WebGLM: Advancing Web-Enhanced Question Answering with Human Preferences

Overview

WebGLM is a pioneering project designed to create an efficient web-enhanced question-answering system leveraging the vast power of the General Language Model (GLM), which comes with 10 billion parameters. The project aims to seamlessly integrate web search and data retrieval capabilities into its pre-trained language model to optimize real-world application deployments by providing accurate and context-aware answers.

Features

LLM-augmented Retriever:
- This feature enhances the system's ability to fetch web content that is relevant to the user's query, thereby improving the accuracy of the answers provided.
Bootstrapped Generator:
- Utilizing the advanced capabilities of the GLM, this component is responsible for generating human-like responses to inquiries, working to ensure answers are both accurate and user-friendly.
Human Preference-aware Scorer:
- This scoring system evaluates the generated responses, prioritizing human preferences to make sure that the answers are not only accurate but also engaging and useful to users.

Recent Updates

June 25, 2023: The introduction of ChatGLM2-6B, an upgraded version of the existing ChatGLM-6B, which has demonstrated significant improvements in various performance metrics such as MMLU, CEval, GSM8K, and BBH, showcasing its competitiveness.
Longer Context: The system can now process longer conversation contexts using the FlashAttention technology, extending from 2K to 32K tokens, thereby allowing for more in-depth dialogues.
More Efficient Inference: Thanks to Multi-Query Attention, faster inference speeds and reduced GPU memory usage have been achieved, getting closer to real-time response speeds.

Preparing the Environment

To set up the WebGLM system, you need to clone the repository and install necessary Python and Node.js dependencies.
Acquire a SerpAPI key for search capabilities or alternatively use Bing search for local browser environments.
Additionally, retrieve the necessary model checkpoints to enable the system to execute queries effectively.

How to Use WebGLM

The WebGLM system can be run as a Command Line Interface (CLI) or as a Web Service. This allows for flexible integration into various applications or user interfaces. For instance, CLI mode can be engaged using the WebGLM-2B or WebGLM-10B models, with optional Bing search functionality for enhanced web data retrieval.

Training and Evaluation

For those interested in developing their models, WebGLM provides procedures for training both its generator and retriever components. Users can download training data and tools to fine-tune the model's retrieval and response generation capabilities. Comprehensive evaluation scripts are also provided to test system effectiveness on datasets like TriviaQA.

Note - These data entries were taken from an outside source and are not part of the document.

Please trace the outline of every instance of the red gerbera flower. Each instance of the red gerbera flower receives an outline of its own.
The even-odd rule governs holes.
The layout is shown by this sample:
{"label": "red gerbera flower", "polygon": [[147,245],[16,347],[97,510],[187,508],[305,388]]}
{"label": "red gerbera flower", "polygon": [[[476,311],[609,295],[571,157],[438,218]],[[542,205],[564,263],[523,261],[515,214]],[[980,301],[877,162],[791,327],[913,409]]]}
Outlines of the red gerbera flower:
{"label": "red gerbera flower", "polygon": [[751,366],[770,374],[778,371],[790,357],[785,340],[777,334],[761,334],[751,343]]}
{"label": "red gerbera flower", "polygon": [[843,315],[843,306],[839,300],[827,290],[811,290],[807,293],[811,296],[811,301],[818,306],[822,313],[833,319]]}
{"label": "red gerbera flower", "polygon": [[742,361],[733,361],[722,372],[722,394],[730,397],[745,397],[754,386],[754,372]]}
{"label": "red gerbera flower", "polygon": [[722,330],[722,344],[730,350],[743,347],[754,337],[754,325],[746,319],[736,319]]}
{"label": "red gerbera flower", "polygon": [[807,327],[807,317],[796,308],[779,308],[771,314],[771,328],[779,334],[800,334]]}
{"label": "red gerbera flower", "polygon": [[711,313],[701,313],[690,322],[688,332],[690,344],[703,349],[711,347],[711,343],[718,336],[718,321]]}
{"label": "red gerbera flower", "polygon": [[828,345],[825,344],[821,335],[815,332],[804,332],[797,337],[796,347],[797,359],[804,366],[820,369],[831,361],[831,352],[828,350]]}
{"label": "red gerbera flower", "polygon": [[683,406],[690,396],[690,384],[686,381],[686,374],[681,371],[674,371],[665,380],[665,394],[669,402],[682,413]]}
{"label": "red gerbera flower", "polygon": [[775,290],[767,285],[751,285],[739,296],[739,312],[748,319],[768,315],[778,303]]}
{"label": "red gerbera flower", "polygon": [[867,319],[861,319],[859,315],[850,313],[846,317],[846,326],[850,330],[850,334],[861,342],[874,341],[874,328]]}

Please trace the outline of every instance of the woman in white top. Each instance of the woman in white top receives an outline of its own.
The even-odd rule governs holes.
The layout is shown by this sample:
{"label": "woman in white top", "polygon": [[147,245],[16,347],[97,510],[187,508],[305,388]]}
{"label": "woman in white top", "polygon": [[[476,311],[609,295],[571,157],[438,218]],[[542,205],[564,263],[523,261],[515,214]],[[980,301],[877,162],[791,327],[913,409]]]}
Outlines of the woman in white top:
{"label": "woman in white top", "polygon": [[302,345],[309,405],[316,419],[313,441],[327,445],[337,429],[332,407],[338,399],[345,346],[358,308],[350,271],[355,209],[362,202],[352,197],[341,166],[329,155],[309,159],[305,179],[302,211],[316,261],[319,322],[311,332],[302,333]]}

Real Application Scenarios

WebGLM is versatile and applicable in various real-world scenarios, from providing insights into ongoing global issues like COVID-19 to offering advice on balancing work and personal interests. Its ability to deliver informed answers makes it a valuable tool across numerous fields, including technology and lifestyle.

WebGLM represents a significant step forward in creating sophisticated question-answering systems that are not only driven by advanced AI capabilities but are also finely tuned to human preferences, ensuring relevancy and satisfaction in the answers provided.